Penggunaan teknologi informasi elit politik di dunia maya terbilang cukup kuat arusnya. Penyematan label 'keras dan kasar' untuk Pilpres 2019 bukan statement kosong belakang. Adu mulut antara elit membuat masyarakat ikut terprovokasi. Situasi itu membenarkan anggapan bahwa semakin kuat kultur berdemokrasi satu negara, maka ruang sharing informasi juga semakin luas dan liar. Itu yang terjadi saat ini.

Berita palsu yang menyinggung kedua kandidat capres dan cawapres mengalir kuat laiknya banjir bandang. Hasil olah redaksi para elit mengantarkan keduanya menjadi korban netizen.

Prestasi keduanya juga tidak luput dari pemberitaan. Mencari kesalahan lalu diolah hingga benar-benar menarik dan seksi. Alhasil, pembaca ikut terbawa suasana olah redaksi para netizen. Tidak cukup sampai di situ, perkelahian antara satu sama lain dipicu hoax media sosial.

Tidak perlu jauh-jauh, grup facebook misalnya, potensi viral tidak membutuhkan waktu lama. Sebab, bisa dipastikan sampai saat ini pengguna facebook lebih banyak dibandingkan twitter.   

Salah satu isu santer, yakni menyinggung soal ketaatan Jokowi ataupun Prabowo sama-sama kepada Allah SWT berbuah banyak pertanyaan. Padahal ketersinggungan itu sama sekali tidak boleh disangkut pautkan dalam politik Pilpres. Elit politik mengolah situasi itu seperti sedang berhadapan dengan tentara gajah yang berniat menghancurkan kabbah. Alhasil, kebenaran dibalik situasi tidak pernah terdengar ke masyarakat. 

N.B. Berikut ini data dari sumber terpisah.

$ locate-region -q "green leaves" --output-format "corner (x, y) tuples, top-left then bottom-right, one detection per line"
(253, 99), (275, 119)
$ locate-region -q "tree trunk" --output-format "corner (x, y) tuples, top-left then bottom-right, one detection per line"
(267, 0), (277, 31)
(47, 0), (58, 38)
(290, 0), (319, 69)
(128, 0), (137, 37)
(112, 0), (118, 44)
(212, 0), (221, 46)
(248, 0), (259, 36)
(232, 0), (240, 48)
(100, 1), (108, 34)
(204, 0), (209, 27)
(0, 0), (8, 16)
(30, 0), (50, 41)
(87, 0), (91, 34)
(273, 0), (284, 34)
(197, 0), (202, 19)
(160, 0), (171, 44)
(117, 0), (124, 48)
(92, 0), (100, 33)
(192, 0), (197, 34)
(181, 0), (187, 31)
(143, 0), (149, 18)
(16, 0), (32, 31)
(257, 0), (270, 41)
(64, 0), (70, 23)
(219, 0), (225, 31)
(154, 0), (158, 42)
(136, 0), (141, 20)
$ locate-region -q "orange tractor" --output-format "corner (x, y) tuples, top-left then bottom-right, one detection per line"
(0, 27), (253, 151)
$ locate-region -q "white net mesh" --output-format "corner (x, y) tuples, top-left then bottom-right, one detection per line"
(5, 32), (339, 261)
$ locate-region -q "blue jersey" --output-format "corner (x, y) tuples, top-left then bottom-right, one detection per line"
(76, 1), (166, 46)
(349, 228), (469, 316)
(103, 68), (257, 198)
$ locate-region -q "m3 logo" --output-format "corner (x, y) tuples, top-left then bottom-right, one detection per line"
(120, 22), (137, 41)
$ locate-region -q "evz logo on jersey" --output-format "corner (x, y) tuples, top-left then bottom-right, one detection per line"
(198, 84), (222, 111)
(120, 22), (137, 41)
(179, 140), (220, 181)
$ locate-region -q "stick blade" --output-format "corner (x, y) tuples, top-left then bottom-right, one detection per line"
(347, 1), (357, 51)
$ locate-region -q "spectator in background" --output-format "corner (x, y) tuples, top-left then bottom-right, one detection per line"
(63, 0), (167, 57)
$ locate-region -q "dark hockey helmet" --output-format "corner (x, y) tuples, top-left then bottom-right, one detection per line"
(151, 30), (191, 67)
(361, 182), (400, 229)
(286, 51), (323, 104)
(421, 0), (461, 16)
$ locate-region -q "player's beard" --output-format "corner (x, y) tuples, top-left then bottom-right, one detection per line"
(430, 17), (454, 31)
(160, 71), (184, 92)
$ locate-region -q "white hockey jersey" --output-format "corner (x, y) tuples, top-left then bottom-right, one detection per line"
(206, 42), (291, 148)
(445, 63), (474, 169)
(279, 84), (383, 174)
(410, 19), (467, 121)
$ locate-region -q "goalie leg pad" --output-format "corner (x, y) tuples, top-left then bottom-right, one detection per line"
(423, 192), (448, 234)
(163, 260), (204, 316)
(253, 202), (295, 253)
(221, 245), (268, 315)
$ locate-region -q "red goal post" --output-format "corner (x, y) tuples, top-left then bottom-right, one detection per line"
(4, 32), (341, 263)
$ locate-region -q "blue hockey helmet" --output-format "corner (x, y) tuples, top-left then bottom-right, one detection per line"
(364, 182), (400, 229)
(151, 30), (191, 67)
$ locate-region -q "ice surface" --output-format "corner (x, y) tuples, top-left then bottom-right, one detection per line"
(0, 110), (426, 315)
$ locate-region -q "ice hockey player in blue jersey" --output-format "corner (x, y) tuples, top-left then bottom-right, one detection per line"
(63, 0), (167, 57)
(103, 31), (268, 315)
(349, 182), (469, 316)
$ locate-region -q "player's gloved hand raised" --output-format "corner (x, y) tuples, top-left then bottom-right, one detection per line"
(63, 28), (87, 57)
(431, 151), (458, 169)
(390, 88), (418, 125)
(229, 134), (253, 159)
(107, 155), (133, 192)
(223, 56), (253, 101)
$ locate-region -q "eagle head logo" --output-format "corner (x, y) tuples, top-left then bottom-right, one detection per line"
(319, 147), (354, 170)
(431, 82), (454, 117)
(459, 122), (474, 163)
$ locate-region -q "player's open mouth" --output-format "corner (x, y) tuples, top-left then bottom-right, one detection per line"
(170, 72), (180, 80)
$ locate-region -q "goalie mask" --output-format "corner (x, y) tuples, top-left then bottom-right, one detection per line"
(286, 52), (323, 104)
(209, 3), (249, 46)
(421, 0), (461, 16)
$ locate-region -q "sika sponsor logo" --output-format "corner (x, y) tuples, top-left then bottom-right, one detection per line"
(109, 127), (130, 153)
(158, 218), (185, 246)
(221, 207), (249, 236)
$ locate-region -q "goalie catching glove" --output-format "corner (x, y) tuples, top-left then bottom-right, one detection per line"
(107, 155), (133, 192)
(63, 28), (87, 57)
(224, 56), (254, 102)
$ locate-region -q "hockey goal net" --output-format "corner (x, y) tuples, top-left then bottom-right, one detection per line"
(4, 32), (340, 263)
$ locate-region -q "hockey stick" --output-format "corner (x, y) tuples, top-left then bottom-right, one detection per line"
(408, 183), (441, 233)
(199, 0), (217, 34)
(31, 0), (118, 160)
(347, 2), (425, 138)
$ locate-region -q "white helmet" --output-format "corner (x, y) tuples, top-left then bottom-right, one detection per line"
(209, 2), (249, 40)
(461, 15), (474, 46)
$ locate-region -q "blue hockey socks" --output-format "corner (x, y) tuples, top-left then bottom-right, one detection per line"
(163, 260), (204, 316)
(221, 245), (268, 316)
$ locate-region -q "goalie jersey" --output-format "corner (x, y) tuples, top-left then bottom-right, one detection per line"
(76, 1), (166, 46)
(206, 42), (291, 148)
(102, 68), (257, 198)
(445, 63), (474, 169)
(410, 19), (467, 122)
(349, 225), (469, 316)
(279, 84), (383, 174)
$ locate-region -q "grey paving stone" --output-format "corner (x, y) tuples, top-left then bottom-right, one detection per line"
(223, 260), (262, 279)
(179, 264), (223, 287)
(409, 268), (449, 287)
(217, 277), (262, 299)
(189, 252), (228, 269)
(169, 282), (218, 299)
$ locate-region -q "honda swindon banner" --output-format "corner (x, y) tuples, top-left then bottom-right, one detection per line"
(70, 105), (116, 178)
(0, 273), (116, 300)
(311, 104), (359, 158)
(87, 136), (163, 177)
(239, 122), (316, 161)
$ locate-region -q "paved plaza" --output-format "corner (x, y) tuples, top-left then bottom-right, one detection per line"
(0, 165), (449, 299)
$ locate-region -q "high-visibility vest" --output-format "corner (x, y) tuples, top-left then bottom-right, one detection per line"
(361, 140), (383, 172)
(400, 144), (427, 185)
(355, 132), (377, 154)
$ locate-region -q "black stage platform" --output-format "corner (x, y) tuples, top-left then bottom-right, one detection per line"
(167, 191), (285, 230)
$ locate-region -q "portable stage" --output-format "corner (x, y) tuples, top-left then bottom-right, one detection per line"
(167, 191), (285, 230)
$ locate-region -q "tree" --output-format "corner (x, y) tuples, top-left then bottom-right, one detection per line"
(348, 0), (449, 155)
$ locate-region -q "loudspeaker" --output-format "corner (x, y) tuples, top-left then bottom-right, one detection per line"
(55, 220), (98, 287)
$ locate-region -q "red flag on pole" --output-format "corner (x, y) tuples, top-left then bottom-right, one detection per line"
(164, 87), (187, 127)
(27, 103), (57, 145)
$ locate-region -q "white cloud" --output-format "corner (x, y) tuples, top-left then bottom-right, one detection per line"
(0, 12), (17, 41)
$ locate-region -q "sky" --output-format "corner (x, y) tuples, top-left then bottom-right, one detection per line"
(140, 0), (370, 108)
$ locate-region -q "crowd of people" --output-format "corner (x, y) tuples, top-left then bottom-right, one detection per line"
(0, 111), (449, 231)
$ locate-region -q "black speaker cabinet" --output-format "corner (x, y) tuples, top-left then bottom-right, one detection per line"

Menelusuri peristiwa lainnya,  semuanya bisa disimpulkan awal mulanya yakni dari perseteruan di dunia informasi. Tim kerja dengan satu komando mengurai isu menjadi ragam redaksi liar demi meraih konsensus netizen. Teringat dengan film Republik Twitter, semuanya dikendalikan oleh sepuluh jari dan satu mulut.  Media sosial twitter tak ubahnya seperti partai politik dunia maya. 

Habermas tidak setuju dengan situasi itu, bahwa sebuah negara disebut demokratis jika menyediakan sebuah ruang publik yang 'netral' bagi setiap warganya untuk menyampaikan pendapat, gagasan bahkan kritik kekuasaan. Netralitas jadi kata kunci demokratis. Kalau bibawa dalam dunia informasi, netralitas yang dimaksud adalah memberikan pendidikan politik kepada masyarakat tentang menolak diprovokasi.   

Harusnya, kehadiran informasi di dunai maya memperkuat kultur demokrasi kita. Dunia informasi itu menerbitkan harapan akan lahirnya sebuah peradaban demokrasi yang baru di Indonesia, yang tidak pernah ada sebelumnya.

Pilihan berdemokrasi seperti itu mewajibkan netizen bebas berbicara dan berekspresi. Tapi dengan catatan tetap berlandaskan pada etika berdemokrasi. Dengan begitu berdemokrasi di dunia maya jadi lebih baik.

Memaknai rasiologis Binnekha Tunggu Ika adalah berdemokrasi perlu dipahami sebagai landasan bersosial melalui teknologi informasi. Mengurai setiap isu politik perlu mengedepankan pada prinsip sharing the future, bukan sharing the past.  Apabila ini terjadi, dikhawatirkan pasti menimbulkan konflik dekstruktif.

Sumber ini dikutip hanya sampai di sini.